Book Synopsis School Organisation (RLE Edu L) by : William Tyler
Download or read book School Organisation (RLE Edu L) written by William Tyler and published by Routledge. This book was released on 2012-05-16 with total page 266 pages. Available in PDF, EPUB and Kindle. Book excerpt: The internal organisation of the school touches on many areas of contemporary debate. Is there such a thing as a ‘good school’? Are large urban comprehensives necessarily impersonal? Are the charges of indiscipline, conflict and declining standards in modern schools based on a failure to understand schools as institutions? At the time this book was first published sociological analysis had neglected to consider schools as organisational entities, preferring to see them as either the sites for negotiated encounters between teachers and pupils or else as agencies of class reproduction. The author redresses this imbalance and by relating the various literatures on the school to the constitutive patterns of its internal organisation he demonstrates the need for a more intensive sociological study of this embattled institution.

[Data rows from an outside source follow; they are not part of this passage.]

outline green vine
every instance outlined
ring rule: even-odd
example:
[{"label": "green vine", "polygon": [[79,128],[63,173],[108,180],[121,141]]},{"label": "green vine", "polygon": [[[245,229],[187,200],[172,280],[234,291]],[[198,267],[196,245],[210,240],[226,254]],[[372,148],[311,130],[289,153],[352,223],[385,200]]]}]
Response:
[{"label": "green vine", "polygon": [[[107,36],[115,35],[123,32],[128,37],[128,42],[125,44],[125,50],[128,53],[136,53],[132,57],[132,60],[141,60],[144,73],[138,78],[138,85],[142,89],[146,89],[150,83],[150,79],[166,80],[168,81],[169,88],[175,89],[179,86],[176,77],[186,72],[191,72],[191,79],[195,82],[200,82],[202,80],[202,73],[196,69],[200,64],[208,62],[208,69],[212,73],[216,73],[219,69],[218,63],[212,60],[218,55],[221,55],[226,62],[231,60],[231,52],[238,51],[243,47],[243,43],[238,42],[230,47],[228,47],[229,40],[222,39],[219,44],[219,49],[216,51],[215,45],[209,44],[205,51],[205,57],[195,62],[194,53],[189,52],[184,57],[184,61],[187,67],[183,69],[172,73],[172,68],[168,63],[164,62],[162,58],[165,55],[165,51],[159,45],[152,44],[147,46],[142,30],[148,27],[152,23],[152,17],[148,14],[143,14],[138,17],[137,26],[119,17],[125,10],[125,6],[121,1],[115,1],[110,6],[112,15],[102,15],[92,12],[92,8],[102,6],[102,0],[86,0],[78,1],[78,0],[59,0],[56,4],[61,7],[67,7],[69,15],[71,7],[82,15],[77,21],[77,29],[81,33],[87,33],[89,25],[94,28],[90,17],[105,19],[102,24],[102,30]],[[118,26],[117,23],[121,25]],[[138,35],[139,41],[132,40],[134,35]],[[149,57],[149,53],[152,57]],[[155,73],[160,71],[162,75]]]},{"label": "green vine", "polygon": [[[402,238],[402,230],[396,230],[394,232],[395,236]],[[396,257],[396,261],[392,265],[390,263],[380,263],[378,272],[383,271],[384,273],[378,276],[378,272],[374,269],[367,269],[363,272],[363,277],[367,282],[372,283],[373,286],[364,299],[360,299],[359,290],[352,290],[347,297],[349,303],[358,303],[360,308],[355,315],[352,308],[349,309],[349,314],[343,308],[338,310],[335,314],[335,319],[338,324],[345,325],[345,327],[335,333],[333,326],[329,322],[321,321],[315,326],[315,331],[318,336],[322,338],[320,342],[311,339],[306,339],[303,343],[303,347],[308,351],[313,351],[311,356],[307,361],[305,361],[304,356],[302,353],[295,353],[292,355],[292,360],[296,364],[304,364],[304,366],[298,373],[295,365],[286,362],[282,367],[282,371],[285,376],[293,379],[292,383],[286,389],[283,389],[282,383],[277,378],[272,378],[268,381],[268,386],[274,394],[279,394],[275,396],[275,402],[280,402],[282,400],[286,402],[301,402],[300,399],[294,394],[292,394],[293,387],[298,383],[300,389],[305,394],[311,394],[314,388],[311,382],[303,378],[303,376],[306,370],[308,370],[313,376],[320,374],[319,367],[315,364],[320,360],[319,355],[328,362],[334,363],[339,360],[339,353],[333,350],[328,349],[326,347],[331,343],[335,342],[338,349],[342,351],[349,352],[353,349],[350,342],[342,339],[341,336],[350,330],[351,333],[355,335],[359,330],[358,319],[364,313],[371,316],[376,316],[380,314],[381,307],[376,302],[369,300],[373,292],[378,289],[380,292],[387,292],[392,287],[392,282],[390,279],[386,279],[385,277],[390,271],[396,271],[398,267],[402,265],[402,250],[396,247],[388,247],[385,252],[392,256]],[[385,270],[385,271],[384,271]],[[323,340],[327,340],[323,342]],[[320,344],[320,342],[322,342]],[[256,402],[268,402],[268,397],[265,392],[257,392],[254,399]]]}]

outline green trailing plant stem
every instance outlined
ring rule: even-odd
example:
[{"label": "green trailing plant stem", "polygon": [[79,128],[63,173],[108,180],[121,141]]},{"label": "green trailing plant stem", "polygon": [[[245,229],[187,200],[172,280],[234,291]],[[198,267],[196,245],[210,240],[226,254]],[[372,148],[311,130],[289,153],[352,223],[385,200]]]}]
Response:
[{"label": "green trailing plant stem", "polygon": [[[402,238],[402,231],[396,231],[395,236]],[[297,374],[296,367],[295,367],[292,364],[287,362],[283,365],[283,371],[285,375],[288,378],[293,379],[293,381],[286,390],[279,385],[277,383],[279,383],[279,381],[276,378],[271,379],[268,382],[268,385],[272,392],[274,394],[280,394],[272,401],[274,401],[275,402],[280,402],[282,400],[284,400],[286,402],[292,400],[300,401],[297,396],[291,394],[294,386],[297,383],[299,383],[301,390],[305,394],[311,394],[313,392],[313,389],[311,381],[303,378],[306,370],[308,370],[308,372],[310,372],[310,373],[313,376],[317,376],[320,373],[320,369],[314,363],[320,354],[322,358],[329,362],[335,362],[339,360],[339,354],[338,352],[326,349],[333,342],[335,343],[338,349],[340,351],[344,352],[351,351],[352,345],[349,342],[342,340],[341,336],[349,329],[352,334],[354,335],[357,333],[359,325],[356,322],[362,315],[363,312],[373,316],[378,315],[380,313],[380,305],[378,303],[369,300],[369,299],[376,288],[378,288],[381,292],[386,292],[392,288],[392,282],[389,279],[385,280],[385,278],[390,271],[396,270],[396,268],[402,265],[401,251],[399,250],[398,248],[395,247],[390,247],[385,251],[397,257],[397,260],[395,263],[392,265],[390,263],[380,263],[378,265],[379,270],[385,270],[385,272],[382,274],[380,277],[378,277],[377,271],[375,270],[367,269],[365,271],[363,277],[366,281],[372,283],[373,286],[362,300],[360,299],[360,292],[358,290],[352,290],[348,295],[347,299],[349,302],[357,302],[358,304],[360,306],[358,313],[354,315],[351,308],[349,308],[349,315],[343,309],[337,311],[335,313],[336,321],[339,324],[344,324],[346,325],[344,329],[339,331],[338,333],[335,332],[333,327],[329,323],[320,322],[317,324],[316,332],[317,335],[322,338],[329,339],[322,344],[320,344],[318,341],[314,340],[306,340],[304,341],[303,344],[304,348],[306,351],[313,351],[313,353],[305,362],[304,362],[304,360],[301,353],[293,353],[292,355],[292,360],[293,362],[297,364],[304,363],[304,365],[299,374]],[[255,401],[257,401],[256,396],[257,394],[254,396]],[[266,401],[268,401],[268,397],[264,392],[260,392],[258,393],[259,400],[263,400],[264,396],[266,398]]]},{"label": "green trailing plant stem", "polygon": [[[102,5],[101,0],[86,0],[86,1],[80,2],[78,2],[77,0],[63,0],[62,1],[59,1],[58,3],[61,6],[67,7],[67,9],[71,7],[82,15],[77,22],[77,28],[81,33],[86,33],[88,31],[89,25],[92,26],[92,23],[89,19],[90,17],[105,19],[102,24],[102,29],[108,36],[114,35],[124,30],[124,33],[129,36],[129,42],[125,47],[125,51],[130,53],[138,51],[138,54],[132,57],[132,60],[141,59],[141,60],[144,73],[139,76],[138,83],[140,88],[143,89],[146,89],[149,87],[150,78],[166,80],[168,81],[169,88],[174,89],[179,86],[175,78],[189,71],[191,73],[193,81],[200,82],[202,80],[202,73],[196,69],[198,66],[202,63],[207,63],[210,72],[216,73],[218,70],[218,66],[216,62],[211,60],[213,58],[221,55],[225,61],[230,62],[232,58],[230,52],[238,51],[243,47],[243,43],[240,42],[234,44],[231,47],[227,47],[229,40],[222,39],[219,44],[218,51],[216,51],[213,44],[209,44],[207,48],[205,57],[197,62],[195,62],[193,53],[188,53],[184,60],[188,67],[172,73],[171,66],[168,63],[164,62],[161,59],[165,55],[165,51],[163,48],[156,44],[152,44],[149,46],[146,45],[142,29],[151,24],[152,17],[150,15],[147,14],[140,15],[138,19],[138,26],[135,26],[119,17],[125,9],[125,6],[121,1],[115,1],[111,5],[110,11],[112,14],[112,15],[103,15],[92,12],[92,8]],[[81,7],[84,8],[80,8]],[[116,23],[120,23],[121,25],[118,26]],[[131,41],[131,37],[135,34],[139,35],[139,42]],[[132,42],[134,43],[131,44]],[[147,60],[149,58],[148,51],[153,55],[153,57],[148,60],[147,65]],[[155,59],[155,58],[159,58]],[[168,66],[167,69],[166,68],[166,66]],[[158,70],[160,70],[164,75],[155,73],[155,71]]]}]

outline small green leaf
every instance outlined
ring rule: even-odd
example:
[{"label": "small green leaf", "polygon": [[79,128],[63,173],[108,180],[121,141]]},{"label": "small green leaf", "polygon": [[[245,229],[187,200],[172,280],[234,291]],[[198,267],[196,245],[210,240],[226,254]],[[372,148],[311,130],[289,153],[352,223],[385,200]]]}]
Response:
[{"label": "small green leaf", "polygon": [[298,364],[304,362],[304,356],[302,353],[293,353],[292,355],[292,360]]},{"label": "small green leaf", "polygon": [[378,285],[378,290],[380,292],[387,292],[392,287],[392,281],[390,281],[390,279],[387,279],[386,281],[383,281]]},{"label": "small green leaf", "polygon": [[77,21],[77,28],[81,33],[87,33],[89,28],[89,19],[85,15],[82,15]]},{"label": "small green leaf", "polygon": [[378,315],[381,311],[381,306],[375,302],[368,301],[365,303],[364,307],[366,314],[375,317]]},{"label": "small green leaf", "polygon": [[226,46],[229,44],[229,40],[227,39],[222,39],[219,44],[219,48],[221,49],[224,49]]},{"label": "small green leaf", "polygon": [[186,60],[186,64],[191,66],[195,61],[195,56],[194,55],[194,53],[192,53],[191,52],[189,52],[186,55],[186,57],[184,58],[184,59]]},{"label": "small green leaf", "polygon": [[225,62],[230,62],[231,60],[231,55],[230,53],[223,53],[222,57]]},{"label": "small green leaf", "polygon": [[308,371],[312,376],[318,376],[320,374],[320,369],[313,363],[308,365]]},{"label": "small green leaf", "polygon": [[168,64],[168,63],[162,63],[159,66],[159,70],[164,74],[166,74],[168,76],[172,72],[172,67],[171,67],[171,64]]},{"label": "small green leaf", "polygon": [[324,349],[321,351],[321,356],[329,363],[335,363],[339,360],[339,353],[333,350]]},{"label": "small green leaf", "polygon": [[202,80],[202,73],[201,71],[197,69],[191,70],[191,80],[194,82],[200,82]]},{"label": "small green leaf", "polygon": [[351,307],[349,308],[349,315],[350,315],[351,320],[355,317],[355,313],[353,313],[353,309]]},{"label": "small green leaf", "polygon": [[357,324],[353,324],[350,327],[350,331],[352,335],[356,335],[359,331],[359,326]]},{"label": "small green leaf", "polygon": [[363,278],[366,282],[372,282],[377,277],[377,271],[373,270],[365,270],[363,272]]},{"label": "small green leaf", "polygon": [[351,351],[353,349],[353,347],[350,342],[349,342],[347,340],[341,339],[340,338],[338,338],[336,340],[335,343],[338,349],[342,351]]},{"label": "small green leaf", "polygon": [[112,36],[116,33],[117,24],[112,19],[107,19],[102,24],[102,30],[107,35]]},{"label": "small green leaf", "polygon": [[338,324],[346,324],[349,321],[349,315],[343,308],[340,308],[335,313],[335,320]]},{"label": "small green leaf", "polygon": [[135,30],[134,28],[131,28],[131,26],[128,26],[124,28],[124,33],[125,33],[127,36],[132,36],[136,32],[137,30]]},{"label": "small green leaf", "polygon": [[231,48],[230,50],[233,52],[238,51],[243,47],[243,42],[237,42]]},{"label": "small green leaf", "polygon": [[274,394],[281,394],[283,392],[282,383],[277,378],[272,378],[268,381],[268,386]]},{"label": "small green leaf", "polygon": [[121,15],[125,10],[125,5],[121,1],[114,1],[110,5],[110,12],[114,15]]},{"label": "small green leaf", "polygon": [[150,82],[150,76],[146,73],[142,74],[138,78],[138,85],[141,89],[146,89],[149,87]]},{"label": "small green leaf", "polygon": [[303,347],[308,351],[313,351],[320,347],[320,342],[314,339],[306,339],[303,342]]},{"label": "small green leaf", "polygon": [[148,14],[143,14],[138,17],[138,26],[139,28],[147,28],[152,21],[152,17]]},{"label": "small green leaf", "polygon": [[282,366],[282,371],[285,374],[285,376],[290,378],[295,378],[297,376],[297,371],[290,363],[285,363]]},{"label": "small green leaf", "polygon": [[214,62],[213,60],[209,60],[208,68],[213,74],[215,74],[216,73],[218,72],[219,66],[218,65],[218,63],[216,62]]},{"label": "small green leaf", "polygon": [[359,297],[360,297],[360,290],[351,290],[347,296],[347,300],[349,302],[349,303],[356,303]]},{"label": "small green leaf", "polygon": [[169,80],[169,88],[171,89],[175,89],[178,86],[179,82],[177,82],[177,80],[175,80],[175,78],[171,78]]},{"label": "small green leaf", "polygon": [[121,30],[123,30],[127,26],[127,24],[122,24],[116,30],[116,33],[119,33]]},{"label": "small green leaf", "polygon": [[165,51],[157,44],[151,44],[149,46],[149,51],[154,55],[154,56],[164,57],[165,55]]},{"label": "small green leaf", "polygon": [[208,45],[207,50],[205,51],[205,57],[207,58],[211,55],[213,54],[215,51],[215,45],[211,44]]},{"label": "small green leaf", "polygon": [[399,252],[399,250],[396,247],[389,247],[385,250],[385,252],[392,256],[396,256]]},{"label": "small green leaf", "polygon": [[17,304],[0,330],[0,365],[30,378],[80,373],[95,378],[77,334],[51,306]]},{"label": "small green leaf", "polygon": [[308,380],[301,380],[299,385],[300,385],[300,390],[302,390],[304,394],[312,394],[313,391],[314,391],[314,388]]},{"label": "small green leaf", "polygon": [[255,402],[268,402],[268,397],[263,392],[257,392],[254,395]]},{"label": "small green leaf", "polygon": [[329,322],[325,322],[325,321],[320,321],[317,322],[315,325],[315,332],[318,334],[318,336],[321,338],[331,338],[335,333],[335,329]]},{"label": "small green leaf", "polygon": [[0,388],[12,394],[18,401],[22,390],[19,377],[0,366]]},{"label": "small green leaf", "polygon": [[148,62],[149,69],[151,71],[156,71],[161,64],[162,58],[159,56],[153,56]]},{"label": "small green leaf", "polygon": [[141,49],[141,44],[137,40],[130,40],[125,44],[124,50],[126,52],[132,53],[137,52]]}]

Book Synopsis 50 Things You Can Do Today to Manage Stress at Work by : Cary Cooper
Download or read book 50 Things You Can Do Today to Manage Stress at Work written by Cary Cooper and published by Summersdale. This book was released on 2013-02-04 with total page 108 pages. Available in PDF, EPUB and Kindle. Book excerpt: In this easy-to-follow book, Professor Cary Cooper and Dr Howard Kahn guide you through the steps you can take to manage and control stress in the workplace. This book helps you to understand what stress is and identify how and why it occurs at work, and offers practical advice to help you make positive changes.